Orange

Prev: Classification Next: Selected Classification Methods, Up: Classification

My First Orange Classifier

There are two types of objects that will be introduced in this lesson: learners and classifiers. Orange has a number of build-in learners. For instance, orange.BayesLearner is a naive Bayesian learner. When data is passed to a learner (e.g., orange.BayesLearner(data)), it returns a classifier. When data instance is presented to a classifier, it returns a class, vector of class probabilities, or both.

A Simple Classifier

Let us see how this works in practice. For a start, we will construct a naive Bayesian classifier from voting data set, and will use it to classify the first five instances from this data set (don't worry about overfitting for now).

classifier.py (uses voting.tab)

import orange data = orange.ExampleTable("voting") classifier = orange.BayesLearner(data) for i in range(5): c = classifier(data[i]) print "original", data[i].getclass(), "classified as", c

The script loads the data, uses it to constructs a classifier using naive Bayesian method, and then classifies first five instances of the data set. Note that both original class and the class assigned by a classifier is printed out.

The data set that we use includes votes for each of the U.S. House of Representatives Congressmen on the 16 key votes; a class is a representative's party. There are 435 data instances - 267 democrats and 168 republicans - in the data set (see UCI ML Repository and voting-records data set for further description). This is how our classifier performs on the first five instances:

1: republican (originally republican) 2: republican (originally republican) 3: republican (originally democrat) 4: democrat (originally democrat) 5: democrat (originally democrat)

You can see that naive Bayes makes a mistake at a third instance, but otherwise predicts correctly.

Obtaining Class Probabilities

To find out what is the probability that the classifier assigns to, say, democrat class, we need to call the classifier with additional parameter orange.GetProbabilities. Also, note that the democrats have a class index 1 (we find this out with print data.domain.classVar.values; notice that indices in Python start with 0; also notice that we have indicated the order of classes in the voting.tab already: instead of writing discrete for the class variable, we listed its set of possible values in the desired order).

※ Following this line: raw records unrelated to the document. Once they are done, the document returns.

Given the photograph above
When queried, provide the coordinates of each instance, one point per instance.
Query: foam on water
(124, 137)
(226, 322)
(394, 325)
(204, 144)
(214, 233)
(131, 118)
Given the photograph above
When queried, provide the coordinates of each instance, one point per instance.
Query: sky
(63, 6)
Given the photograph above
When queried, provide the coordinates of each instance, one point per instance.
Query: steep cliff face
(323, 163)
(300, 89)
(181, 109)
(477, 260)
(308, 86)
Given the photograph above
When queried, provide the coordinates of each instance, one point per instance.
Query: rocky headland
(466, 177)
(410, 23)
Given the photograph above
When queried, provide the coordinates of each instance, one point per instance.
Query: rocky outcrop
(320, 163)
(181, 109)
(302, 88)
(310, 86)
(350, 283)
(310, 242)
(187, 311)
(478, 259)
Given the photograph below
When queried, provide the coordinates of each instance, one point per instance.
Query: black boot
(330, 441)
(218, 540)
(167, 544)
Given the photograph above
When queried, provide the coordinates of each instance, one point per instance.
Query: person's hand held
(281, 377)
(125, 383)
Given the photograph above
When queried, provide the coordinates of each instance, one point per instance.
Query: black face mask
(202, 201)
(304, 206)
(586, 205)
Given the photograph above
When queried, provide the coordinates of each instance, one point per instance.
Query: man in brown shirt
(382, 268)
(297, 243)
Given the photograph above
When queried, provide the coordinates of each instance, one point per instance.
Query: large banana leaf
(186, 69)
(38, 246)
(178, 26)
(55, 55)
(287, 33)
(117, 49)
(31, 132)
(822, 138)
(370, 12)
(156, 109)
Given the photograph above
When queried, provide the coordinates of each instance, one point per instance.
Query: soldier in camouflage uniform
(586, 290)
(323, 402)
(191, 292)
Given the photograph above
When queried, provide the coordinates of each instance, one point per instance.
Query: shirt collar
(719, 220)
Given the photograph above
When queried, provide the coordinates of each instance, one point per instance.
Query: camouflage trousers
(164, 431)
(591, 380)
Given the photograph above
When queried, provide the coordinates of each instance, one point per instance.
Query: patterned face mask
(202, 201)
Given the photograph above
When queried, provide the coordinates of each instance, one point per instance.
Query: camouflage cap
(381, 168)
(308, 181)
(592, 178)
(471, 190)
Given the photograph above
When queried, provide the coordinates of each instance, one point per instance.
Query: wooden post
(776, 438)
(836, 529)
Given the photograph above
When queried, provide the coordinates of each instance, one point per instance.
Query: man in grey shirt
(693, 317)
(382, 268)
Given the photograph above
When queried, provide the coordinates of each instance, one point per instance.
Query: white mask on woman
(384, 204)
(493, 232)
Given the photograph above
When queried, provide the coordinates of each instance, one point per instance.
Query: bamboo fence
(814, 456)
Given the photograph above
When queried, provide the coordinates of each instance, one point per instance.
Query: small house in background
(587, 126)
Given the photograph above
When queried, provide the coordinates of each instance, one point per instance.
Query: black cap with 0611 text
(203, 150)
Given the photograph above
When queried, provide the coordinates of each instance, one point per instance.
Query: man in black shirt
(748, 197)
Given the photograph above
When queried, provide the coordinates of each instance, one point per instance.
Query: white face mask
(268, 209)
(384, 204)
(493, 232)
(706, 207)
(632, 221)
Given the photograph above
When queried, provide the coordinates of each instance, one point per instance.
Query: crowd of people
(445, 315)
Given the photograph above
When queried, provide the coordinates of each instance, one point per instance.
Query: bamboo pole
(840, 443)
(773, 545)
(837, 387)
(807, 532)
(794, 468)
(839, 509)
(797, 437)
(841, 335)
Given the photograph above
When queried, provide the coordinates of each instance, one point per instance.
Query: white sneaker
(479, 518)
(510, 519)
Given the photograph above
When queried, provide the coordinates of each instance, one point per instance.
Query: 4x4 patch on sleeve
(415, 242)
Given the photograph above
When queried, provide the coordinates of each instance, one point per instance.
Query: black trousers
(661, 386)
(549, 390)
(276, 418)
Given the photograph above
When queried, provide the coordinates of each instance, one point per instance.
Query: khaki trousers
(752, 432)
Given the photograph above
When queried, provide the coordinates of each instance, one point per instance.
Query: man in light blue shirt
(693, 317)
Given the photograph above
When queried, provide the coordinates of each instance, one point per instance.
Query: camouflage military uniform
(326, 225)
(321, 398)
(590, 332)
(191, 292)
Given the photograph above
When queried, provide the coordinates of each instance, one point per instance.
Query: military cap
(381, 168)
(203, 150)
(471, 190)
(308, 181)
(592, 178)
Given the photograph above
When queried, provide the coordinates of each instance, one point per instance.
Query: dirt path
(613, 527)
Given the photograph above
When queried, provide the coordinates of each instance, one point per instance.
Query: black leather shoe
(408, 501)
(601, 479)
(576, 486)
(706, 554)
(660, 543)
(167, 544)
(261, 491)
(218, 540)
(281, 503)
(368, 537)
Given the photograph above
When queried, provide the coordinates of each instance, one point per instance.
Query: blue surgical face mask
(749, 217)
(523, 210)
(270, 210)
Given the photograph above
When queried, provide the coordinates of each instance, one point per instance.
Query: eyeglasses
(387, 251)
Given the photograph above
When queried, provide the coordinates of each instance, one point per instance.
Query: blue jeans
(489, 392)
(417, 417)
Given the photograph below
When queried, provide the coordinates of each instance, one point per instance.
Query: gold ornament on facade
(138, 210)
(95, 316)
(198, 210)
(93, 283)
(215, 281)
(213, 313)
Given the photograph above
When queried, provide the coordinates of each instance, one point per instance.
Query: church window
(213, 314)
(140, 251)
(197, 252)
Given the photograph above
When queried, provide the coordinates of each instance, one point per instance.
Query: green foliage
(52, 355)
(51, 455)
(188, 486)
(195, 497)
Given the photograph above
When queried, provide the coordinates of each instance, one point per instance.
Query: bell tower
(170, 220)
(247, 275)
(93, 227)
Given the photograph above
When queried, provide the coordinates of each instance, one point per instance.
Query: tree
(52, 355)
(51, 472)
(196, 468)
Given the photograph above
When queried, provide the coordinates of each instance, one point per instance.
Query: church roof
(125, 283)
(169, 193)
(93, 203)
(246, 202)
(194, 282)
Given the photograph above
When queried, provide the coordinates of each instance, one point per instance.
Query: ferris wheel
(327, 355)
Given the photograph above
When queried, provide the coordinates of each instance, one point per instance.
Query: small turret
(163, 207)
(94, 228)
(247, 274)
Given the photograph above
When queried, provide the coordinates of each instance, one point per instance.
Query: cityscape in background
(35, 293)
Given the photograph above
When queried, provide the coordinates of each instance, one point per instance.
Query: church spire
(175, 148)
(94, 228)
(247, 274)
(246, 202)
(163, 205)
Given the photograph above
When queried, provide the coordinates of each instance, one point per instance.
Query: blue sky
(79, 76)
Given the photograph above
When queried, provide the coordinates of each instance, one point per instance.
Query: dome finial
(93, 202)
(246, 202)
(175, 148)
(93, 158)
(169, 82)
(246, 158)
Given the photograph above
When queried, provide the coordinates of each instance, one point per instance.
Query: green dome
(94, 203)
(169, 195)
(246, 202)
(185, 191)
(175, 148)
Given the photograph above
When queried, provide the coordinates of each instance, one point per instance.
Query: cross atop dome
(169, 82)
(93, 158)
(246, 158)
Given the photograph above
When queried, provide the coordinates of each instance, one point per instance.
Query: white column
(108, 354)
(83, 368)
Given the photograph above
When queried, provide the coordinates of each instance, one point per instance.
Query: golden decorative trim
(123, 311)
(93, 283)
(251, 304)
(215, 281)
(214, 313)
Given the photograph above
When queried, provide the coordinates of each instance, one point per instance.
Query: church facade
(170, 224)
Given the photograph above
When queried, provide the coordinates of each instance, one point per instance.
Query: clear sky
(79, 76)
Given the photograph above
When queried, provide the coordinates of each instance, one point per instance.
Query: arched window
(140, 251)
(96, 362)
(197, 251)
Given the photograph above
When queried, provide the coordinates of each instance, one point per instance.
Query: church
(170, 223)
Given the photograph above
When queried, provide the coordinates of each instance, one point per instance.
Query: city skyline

classifier2.py (uses voting.tab)

import orange data = orange.ExampleTable("voting") classifier = orange.BayesLearner(data) print "Possible classes:", data.domain.classVar.values print "Probabilities for democrats:" for i in range(5): p = classifier(data[i], orange.GetProbabilities) print "%d: %5.3f (originally %s)" % (i+1, p[1], data[i].getclass())

The output of this script is:

Possible classes: <republican, democrat> Probabilities for democrats: 1: 0.000 (originally republican) 2: 0.000 (originally republican) 3: 0.005 (originally democrat) 4: 0.998 (originally democrat) 5: 0.957 (originally democrat)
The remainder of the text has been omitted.